There is a fair amount of damage in the relationship between the company and Roblox so I personally won’t celebrate too early about this. We’ve been told several times that our feedback is important and it’s great to have this notification, but I want to see action more than words in the coming future.
It’s great to know that the Team Create update has been rolled back so far, but what does that mean? Will it be attempted again in the future with new changes, potentially even silently once it’s left everyone’s minds, or have the teams involved in it realised that sunk cost fallacy does not need to be subscribed to and the work towards this is being scrapped? This post still doesn’t have enough detail that would help me be at ease about the future of these updates.
The last time I communicated on the Team Create thread, I pleaded for a response that wasn’t damage control and was an actual response on the decisions behind all of this. Despite this seeming commitment to hold the developer community’s feedback at heart and the changes were rolled back (which is good), we are still in the dark about the long term decision-making and planning that went into why this feature was even considered at all.
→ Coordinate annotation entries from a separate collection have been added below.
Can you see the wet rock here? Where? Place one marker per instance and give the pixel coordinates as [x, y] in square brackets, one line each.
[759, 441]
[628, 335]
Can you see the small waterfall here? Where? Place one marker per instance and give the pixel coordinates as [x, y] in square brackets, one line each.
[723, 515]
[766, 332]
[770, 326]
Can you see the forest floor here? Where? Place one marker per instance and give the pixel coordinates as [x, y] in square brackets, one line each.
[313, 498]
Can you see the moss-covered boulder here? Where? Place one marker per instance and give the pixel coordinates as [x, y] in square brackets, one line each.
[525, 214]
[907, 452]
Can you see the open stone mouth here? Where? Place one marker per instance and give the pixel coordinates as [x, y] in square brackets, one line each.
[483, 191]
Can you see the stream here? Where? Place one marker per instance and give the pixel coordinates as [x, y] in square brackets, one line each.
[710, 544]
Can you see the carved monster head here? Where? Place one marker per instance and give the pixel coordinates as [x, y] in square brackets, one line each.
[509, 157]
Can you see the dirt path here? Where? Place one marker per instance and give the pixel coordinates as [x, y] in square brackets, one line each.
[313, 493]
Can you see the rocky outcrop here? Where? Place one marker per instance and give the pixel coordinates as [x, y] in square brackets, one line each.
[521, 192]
That is still something I want to know.
Given that this response says that the team is determined to engage us and keep us informed about the rationale behind decisions, a good place to start is the Team Create update right here and now on this thread. It received an incredible amount of backlash and genuine concerns not only for our workflow but for the platform’s health. Recognising the issue with the update is one thing, but I want Roblox to do more. Still tell us why that was attempted, what went into it, and what the team plans to do with that update. Somehow I don’t believe this is the end of that and it’s worrying. The dismissal of an update should not equal the dismissal for the need to discuss it.
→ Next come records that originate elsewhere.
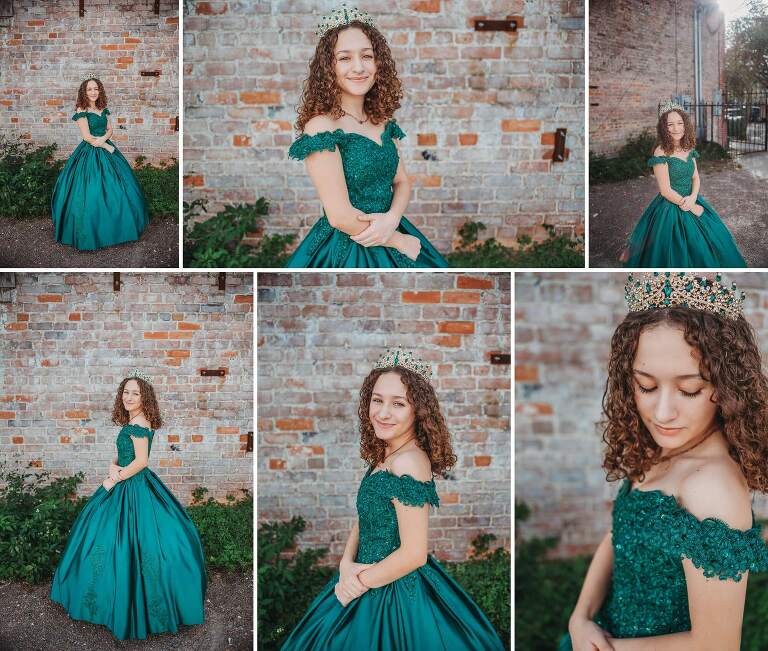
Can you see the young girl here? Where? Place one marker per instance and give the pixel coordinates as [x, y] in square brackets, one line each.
[97, 200]
[679, 228]
[351, 155]
[390, 594]
[133, 561]
[686, 428]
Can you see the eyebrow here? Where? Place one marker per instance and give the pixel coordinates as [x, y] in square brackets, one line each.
[690, 376]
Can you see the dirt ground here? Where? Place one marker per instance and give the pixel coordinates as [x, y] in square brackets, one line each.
[29, 621]
[30, 243]
[739, 196]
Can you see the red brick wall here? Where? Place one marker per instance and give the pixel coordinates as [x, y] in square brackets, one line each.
[484, 105]
[67, 341]
[46, 49]
[563, 328]
[641, 52]
[318, 337]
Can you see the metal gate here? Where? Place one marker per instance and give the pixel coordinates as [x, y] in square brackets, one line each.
[747, 127]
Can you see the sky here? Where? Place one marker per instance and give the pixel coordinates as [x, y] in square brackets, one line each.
[733, 9]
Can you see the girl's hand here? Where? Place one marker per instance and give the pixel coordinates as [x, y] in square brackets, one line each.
[344, 599]
[588, 636]
[349, 586]
[410, 245]
[380, 229]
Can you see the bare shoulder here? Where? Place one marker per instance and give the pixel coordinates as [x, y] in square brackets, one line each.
[717, 489]
[143, 422]
[318, 124]
[414, 463]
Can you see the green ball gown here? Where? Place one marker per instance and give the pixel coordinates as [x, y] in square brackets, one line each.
[133, 561]
[425, 610]
[369, 168]
[97, 201]
[668, 237]
[652, 533]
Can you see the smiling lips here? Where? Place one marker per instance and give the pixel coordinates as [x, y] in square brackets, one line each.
[667, 431]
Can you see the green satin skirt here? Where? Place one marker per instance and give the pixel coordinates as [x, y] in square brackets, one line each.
[325, 246]
[668, 237]
[133, 561]
[425, 610]
[97, 201]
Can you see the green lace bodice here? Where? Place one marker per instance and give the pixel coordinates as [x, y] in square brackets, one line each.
[680, 171]
[377, 520]
[97, 124]
[369, 167]
[125, 451]
[652, 533]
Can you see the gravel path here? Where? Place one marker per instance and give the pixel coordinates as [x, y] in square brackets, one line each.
[30, 243]
[29, 621]
[739, 197]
The relationship between developers and the company has deteriorated terribly in the past few years and I want to know that we can have a lasting commitment on restoring what we once had together as Roblox, the platform and its developers. Words are feel-good for the short term but I don’t want to celebrate early only to get smacked in the back a few short months or years later. It’s just that bad now that I can’t share the same joy some of my fellow developers have about this response. It’s a first step but it’s just that; a first step. There’s nothing to say that Roblox won’t just stop at the first step now as they’ve done so many times in the past, promising some and being difficult more.
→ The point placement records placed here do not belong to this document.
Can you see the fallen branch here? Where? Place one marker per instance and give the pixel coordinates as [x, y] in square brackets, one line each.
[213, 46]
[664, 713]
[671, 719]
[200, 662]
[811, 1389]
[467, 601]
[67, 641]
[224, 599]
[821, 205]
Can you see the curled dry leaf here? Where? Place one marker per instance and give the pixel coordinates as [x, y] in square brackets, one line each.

It might be a bit harsh to expect so much out of new leadership but I want to know that there is going to be a genuine attempt to repair the symbiosis we have and that this won’t be enshrined again as yet another attempt at damage control before attempting to beat us down again. It hurts when Roblox does this to us in spite of what we do for them. I don’t want to have a transient feel-good post; I want a genuine, visible effort to restore the value of community feedback like so many years ago.
It should take less - or better, no - unified outrage from the community for the teams to recognise that there was a misstep. More needs to happen at the drawing board and less after the fact. My personal view is that I am willing to wait for a lot of features that I want and have them take longer to deliver as long as they are well thought out, productive and help us instead of making the platform more difficult to use or trust going forward. A strong product is more important to me than having a lot of features yet not being able to derive any joy out of developing on Roblox.
Please make sure to hold this commitment dearly this time instead of just saying this for the duration of our anger. The Team Create update is only a small portion of the prevalent issues between the company and the developer community. There is still more work to do.